I'm really trying to understand an example on how to construct a good suffix table for a given pattern. The problem is, I'm unable to wrap my head around it. I've looked at numerous examples, but do not know where the numbers come from.

So here goes: The following example is a demonstration of how to construct a Good Suffix Table given the pattern ANPANMAN:

Index | Mismatch | Shift | goodCharShift
-----------------------------------------------
  0   |         N|   1   | goodCharShift[0]==1
  1   |        AN|   8   | goodCharShift[1]==8
  2   |       MAN|   3   | goodCharShift[2]==3
  3   |      NMAN|   6   | goodCharShift[3]==6
  4   |     ANMAN|   6   | goodCharShift[4]==6
  5   |    PANMAN|   6   | goodCharShift[5]==6
  6   |   NPANMAN|   6   | goodCharShift[6]==6
  7   |  ANPANMAN|   6   | goodCharShift[7]==6

Any help on this matter is highly appreciated. I simply don't know how to get to these numbers. Thanks!

It might help you Good Suffix-Table.

why you didnt try with last occurrence method its much easy as compared to good suffix table.I used last occurrence method for my searching

Row 1, no characters matched, the character read was not an N. The good-suffix length is zero. Since there are plenty of letters in the pattern that are also not N, we have minimal information here - shifting by 1 is the least interesting result.

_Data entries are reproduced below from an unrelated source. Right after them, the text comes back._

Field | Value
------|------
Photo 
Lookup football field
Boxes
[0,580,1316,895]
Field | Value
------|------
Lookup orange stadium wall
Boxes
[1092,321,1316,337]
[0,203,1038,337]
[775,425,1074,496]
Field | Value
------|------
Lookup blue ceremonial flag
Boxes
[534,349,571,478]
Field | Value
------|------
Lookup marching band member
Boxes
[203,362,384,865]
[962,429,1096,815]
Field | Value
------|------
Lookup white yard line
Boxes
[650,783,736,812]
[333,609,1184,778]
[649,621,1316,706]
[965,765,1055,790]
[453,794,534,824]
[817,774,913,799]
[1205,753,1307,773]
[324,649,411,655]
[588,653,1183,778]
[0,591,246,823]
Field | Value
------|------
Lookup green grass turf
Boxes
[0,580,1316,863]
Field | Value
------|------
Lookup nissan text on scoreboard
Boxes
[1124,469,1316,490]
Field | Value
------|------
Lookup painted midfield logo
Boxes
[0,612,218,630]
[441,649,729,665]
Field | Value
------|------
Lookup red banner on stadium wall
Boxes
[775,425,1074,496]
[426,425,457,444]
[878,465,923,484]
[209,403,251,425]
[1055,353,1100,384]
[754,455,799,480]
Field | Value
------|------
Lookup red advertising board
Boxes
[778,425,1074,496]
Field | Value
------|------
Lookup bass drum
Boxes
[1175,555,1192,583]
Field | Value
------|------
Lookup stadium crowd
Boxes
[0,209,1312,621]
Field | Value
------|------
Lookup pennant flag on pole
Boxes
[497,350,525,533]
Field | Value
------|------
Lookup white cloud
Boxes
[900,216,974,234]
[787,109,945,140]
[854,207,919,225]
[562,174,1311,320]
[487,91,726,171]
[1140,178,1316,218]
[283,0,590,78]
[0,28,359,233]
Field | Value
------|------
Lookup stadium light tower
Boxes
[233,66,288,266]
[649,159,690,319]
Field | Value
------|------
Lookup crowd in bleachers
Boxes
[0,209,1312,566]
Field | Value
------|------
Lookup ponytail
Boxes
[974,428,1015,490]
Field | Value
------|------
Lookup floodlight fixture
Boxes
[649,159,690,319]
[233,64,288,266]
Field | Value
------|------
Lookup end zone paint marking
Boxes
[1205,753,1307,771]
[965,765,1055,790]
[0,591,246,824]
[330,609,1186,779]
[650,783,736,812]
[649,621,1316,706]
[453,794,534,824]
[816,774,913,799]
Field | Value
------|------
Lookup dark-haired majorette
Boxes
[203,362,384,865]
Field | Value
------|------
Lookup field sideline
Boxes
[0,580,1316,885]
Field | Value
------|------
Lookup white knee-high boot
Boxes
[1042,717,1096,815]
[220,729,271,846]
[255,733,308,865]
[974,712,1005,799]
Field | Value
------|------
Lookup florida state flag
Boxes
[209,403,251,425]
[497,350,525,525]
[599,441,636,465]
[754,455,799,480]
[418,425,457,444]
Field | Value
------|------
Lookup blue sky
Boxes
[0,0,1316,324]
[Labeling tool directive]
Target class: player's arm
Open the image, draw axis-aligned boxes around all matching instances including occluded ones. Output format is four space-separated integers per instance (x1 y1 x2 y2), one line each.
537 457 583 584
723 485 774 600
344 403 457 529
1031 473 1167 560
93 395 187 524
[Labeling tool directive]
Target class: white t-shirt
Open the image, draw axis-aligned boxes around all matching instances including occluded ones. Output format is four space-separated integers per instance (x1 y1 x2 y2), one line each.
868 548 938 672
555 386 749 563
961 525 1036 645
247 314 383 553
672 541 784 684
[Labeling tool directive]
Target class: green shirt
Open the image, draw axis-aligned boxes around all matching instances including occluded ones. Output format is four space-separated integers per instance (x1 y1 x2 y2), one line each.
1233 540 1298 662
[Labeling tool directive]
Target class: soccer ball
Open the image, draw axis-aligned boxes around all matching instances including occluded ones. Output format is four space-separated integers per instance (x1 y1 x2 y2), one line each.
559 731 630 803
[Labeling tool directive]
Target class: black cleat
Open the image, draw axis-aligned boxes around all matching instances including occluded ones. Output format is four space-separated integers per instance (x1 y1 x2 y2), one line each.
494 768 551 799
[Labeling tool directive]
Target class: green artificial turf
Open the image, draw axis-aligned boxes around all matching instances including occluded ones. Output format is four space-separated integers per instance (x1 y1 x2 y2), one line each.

Row 2 we matched the N, and it was preceded by something other than A. Now look at the pattern starting from the end, where do we have N preceded by something other than A? There are two other N's, but both are preceded by A. That means no part of the good suffix can be useful to us -- shift by the full pattern length 8.

Row 3: We matched the AN, and it was preceded by not M. In the middle of the pattern there is a AN preceded by P, so it becomes the shift candidate. Shifting that AN to the right to line up with our match is a shift of 3.

Rows 4 & up: the matched suffixes do not match anything else in the pattern, but the trailing suffix AN matches the start of the pattern, so the shifts here are all 6.

It might help you Good Suffix-Table.

why you didnt try with last occurrence method its much easy as compared to good suffix table.I used last occurrence method for my searching

Although, this is an old question and there is an answer being accepted, but I just want to add the pdf from JHU, which explains quite well about the good suffix rules. http://www.cs.jhu.edu/~langmea/resources/lecture_notes/boyer_moore.pdf

This pdf makes my life so much easier. So hope that it will help people who are struggling with understanding this algorithm as well.